Il va sans dire que je ne fermai pas l’œil de la nuit ; de temps en temps, j’allongeais la main, pour m’assurer que mon cher fusil était toujours là. Jamais maîtresse adorée ne fut plus caressée que cet assemblage insensible de bois, de fer et d’acier.

Malheureusement, nous étions au mois de novembre, et le jour venait tard ; mais, si le jour, en se levant, regarda de mon côté, il me vit plus matinal que lui, et déjà revêtu de ma défroque de chasseur.

Tout cela formait un singulier mélange d’élégance et de pauvreté.

Le fusil était charmant ; un véritable petit fusil de duchesse à canon doré et cannelé, à lumière et à bassinet doublés de platine, à crosse de velours.

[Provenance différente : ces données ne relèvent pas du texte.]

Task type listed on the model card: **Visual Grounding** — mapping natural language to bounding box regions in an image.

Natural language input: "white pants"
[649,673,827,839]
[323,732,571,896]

Ma poire à poudre à amorcer était une poire à poudre arabe rapportée d’Égypte par mon père, et faite d’une petite défense d’éléphant ; du reste, toute damasquinée d’or, comme ces choses d’Orient sur lesquelles il semble que le soleil ait déteint.

Ma poire à poudre à charger était en corne transparente comme du verre, et montée tout en argent. La charge, ou plutôt ce qui contenait la charge, était un renard couché, ciselé comme si Barye eût existé de ce temps-là : elle venait de la princesse Pauline.

Tout le reste de l’accoutrement était plus que modeste, et jurait fort avec ces trois objets de luxe.

Au reste, ne sachant pas encore ce que c’était que l’amour, je ne savais pas non plus ce que c’était que la coquetterie.

Je couchais dans la même chambre que ma mère ; elle se leva en même temps que moi, joyeuse et attristée à la fois ; joyeuse de ma joie, attristée de ce premier échappement, si je puis parler ainsi, à sa puissance maternelle.

Je courus chez M. Picot ; lui n’était pas levé ; je fis si grand bruit, que je le réveillai.

— Oh ! oh ! me dit-il en passant sa culotte de velours à côtes et ses grandes guêtres de cuir, c’est déjà toi, garçon ?

— C’est qu’il est tard, monsieur Picot, il est sept heures.

— Oui ; mais il a neigé, et les alouettes ne se lèvent qu’à midi.